И герцог опустил глаза, склонил голову и постарался принять самый смиренный вид, подобающий простому забитому крестьянину.
Между тем, Пьер и Филипп поднялись с земли, отряхиваясь и кряхтя, потому что герцог наставил им немало синяков.
Дом с интересом рассматривала этого человека. Когда он встал и взглянул на неё,—она увидела, что лицо его все испачкано глиной, а из рассеченной брови течет вниз по лицу кровь. У него были светлые глаза и темные, слипшиеся от грязи волосы. Большинство местных вилланов были бородаты; но у этого человека был гладко выбритый подбородок.

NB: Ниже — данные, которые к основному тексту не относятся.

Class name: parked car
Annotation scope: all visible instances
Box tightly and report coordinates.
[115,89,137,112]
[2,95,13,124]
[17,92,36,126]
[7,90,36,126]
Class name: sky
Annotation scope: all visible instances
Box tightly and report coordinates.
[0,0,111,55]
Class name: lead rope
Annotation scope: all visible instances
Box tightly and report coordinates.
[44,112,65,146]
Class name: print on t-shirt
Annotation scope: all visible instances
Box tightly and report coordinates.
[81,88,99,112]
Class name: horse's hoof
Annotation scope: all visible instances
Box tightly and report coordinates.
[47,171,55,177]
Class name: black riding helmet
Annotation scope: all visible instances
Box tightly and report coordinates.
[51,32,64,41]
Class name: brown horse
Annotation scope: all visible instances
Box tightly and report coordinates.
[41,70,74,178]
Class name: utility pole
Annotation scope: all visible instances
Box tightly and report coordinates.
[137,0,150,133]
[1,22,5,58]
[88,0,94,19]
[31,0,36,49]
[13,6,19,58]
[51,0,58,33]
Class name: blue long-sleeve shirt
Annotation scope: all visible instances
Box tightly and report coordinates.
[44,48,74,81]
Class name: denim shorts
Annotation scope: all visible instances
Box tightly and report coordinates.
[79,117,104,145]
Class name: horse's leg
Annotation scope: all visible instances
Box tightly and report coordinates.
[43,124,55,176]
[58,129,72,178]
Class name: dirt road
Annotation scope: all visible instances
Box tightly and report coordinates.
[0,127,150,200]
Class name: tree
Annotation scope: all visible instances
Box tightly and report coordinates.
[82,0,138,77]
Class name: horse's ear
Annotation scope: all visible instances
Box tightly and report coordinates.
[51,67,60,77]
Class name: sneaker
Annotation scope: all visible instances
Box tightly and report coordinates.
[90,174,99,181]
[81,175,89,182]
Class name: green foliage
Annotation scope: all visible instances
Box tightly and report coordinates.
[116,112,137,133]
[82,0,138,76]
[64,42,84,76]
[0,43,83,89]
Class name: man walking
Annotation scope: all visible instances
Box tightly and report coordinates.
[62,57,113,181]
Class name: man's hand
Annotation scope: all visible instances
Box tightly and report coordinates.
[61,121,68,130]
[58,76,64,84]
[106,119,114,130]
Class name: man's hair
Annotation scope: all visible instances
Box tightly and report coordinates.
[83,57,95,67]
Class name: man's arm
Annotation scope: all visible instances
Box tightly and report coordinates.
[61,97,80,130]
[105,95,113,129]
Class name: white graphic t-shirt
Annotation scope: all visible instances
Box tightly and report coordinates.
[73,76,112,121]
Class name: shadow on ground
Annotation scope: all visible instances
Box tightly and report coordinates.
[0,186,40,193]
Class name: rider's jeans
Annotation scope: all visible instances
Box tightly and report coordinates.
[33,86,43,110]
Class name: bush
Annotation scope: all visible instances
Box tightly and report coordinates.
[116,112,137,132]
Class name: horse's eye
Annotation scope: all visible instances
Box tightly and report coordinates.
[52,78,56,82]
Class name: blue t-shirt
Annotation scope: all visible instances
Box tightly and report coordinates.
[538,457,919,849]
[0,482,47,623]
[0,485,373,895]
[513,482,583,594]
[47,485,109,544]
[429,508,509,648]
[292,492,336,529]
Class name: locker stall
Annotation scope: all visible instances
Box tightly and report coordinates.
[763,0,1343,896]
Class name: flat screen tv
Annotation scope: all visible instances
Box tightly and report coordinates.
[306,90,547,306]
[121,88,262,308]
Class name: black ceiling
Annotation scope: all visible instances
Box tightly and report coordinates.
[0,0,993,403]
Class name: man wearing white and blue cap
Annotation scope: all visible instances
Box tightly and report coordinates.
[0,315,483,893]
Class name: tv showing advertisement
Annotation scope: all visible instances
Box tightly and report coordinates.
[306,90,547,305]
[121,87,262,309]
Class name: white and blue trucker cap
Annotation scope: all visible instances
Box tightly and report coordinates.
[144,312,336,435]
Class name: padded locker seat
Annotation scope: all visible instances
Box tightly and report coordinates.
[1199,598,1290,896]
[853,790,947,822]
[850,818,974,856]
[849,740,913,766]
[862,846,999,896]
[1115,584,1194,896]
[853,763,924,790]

Он был высок, строен и широкоплеч; но, стоило ей начать всматриваться пристальней, как он опустил голову и ссутулился, являя своей позой полное смирение и покорность. Филипп и Пьер схватили его за руки; но он не стал сопротивляться.
-Ах, подлый вор!—торжествующе воскликнул молочный брат Доминик,-теперь ты попался!
-Мы тебе покажем, как воровать чужих лошадей!—вторил ему разгневанный Филипп. Оба юноши были немало смущены своим столь позорным поражением и стремились теперь всеми силами загладить перед госпожой свою вину.
Но Дом опустила лук и сказала :
-Подождите. Может, он и не так виноват. Надо разобраться.
-Чего тут разбираться, госпожа! Он сидел на Снежинке…и хотел, наверняка, ускакать на ней! Грязный воришка!
«Если они осмелятся поднять на меня руку…я не выдержу!»—сказал себе, стискивая зубы, Черная Роза.
-Эй, ты,-что ты скажешь в свое оправдание?—спросила его Доминик.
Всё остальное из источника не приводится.